Tentative de racket au lycée Montaigne: des professeurs interviennent, les suspects prennent la fuite
Tentative de racket au lycée Montaigne: des professeurs interviennent, les suspects prennent la fuite

Jeudi, vers 14 heures, la sortie du lycée Montaigne, dans le 6e arrondissement de Paris, a brièvement pris des allures de scène de rue tendue. Une voiture de type Seat rouge se serait arrêtée brusquement rue Auguste-Comte, à deux pas de l’établissement, au moment où des élèves quittaient les lieux.

Deux hommes seraient descendus du véhicule et auraient ciblé deux lycéens, réclamant téléphones et objets de valeur. L’intimidation, elle, aurait été immédiate, avec des menaces de coups proférées devant d’autres élèves. La mécanique du racket, froide et rodée, là où l’on s’attend plutôt aux cartables et aux discussions de fin de cours.

Les adolescents auraient tenté de s’éloigner, mais l’un d’eux aurait été rattrapé. Plus grave, un suspect aurait essayé de le contraindre à monter dans la voiture. Dans ce genre de moment, tout se joue à quelques mètres, à quelques secondes, à l’intervention d’un adulte ou à l’indifférence générale.

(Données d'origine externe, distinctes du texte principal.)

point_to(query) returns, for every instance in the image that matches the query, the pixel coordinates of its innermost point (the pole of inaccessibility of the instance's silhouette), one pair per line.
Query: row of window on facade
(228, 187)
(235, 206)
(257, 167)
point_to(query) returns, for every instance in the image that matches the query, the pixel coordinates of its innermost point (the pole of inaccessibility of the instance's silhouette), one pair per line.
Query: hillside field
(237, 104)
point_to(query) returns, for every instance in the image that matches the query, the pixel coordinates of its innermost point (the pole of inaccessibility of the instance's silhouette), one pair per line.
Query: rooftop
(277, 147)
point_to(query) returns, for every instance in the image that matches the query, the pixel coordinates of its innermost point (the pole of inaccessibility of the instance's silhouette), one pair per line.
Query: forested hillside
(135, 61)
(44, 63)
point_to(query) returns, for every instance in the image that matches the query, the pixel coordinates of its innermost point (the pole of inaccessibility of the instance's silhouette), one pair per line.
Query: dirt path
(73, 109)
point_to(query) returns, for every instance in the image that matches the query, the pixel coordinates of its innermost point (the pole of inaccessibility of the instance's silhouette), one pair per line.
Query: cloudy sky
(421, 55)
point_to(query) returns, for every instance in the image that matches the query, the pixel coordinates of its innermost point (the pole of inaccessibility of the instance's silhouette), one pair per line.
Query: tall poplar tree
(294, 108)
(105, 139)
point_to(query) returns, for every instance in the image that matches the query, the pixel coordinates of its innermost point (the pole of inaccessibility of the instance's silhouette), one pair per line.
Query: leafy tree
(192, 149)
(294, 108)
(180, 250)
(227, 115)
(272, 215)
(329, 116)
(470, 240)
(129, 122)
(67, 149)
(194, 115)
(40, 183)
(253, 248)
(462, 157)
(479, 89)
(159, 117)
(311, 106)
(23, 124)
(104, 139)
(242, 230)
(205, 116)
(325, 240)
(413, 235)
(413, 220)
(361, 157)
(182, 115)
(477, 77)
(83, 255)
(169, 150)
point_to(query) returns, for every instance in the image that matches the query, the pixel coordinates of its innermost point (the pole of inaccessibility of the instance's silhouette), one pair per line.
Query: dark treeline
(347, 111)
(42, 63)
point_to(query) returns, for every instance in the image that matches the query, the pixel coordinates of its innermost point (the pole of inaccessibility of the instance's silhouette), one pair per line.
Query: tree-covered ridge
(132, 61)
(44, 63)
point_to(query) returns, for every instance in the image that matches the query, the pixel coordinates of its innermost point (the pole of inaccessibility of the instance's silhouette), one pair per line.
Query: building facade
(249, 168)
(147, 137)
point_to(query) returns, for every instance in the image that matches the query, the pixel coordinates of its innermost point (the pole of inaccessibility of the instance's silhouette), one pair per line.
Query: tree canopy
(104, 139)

Quand la sortie des cours vire au guet-apens

Cette fois, l’indifférence n’a pas eu le dernier mot. Alertés par l’agitation, des professeurs seraient intervenus et auraient permis à l’élève de se dégager. Les deux victimes, choquées, se seraient alors réfugiées à l’intérieur du lycée, loin de la rue et du véhicule.

Avant de repartir, les suspects auraient aussi menacé les enseignants, évoquant l’idée de les « fracasser » « à coups de machette », toujours selon la même source policière. Des mots bruts, lancés comme on jette une pierre, qui disent autant la violence d’une époque que l’audace de certains individus capables de provoquer une communauté scolaire en pleine journée.

La police s’appuie désormais sur des images de vidéosurveillance pour tenter d’identifier les auteurs. L’affaire, elle, rappelle une réalité que beaucoup de parents aimeraient croire cantonnée à d’autres quartiers, à d’autres horaires, à d’autres établissements: la sécurité aux abords des lycées reste un chantier permanent, et la rue n’attend pas la sonnerie pour imposer ses règles.